El hundimiento asombroso es el del partido Demócrata norteamericano. Cuando empezó la campaña a todos les agradaba la perspectiva renovadora que representaban los dos candidatos. Un negro y además jóven, por primera vez en la Presidencia norteamericana, constituiría no solo la suprema reivindicación de la raza esclavizada en ese mismo país, sino el ejemplo de que la primera potencia mundial era capaz de reinventarse de una manera más radical incluso que la supuestamente más progresista Europa occidental. Hillary, por su parte, sellaría igualmente el definitivo triunfo de la política "de género", y traería a la política toda, a una mujer inteligente y dinámica que sacaría a su país del terrible marasmo en el que lo ha metido la mediocridad y la torpeza del actual gobierno.
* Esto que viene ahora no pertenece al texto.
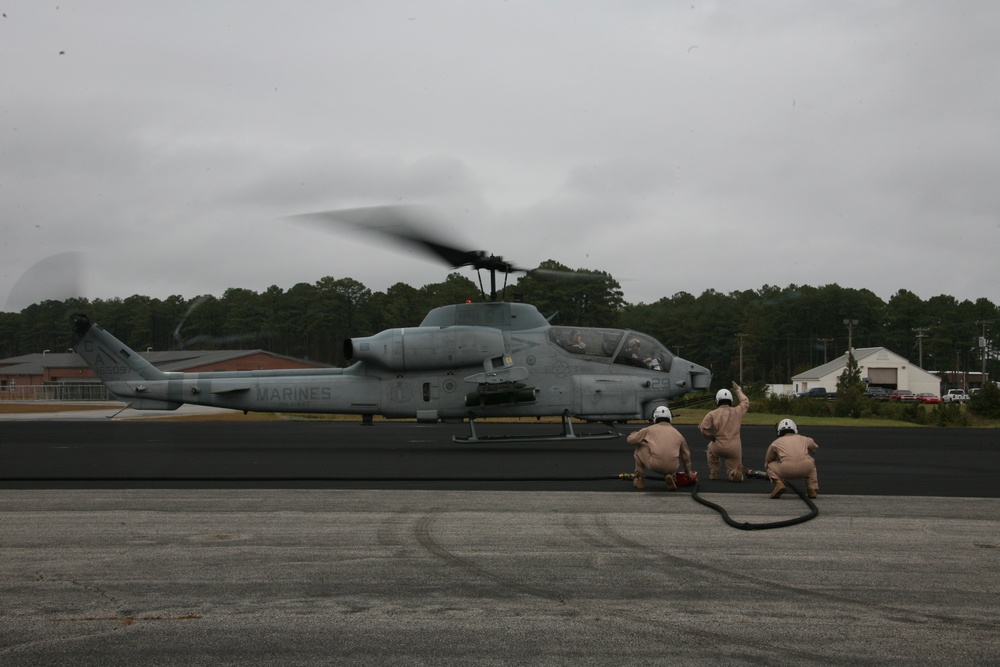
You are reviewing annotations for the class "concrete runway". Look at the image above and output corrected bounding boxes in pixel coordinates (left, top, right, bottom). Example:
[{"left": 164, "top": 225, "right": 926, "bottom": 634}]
[{"left": 0, "top": 420, "right": 1000, "bottom": 665}]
Pero lo propio de la política no son las "fairy tales" sino lo que Maquiavelo proclamó hace cuatro siglos. Y es por ello que, tarde o temprano, los candidatos a habrían de parecerse a todos los que han transitado la misma senda. Una Hillary inventando descaradamente una historia truculenta de balas silbantes a su alrededor en un aeropuerto de la antigua Yugoeslavia, que solo existió en su imaginación, u Obama cansado y perdiendo la frescura, incapaz de identificarse con la gente pobre de su raza, y atrapado en su amistad por un líder religioso que piensa que los ataques del 11 de septiembre fueron merecidos por su país.
En este dramático hundimiento de las esperanzas Demócratas, aparece el Republicano Mc Cain, que no logra atrer ni el apoyo ni la confianza de sus copartidarios, desperdiciando la ocasión más prometedora de toda su carrera política.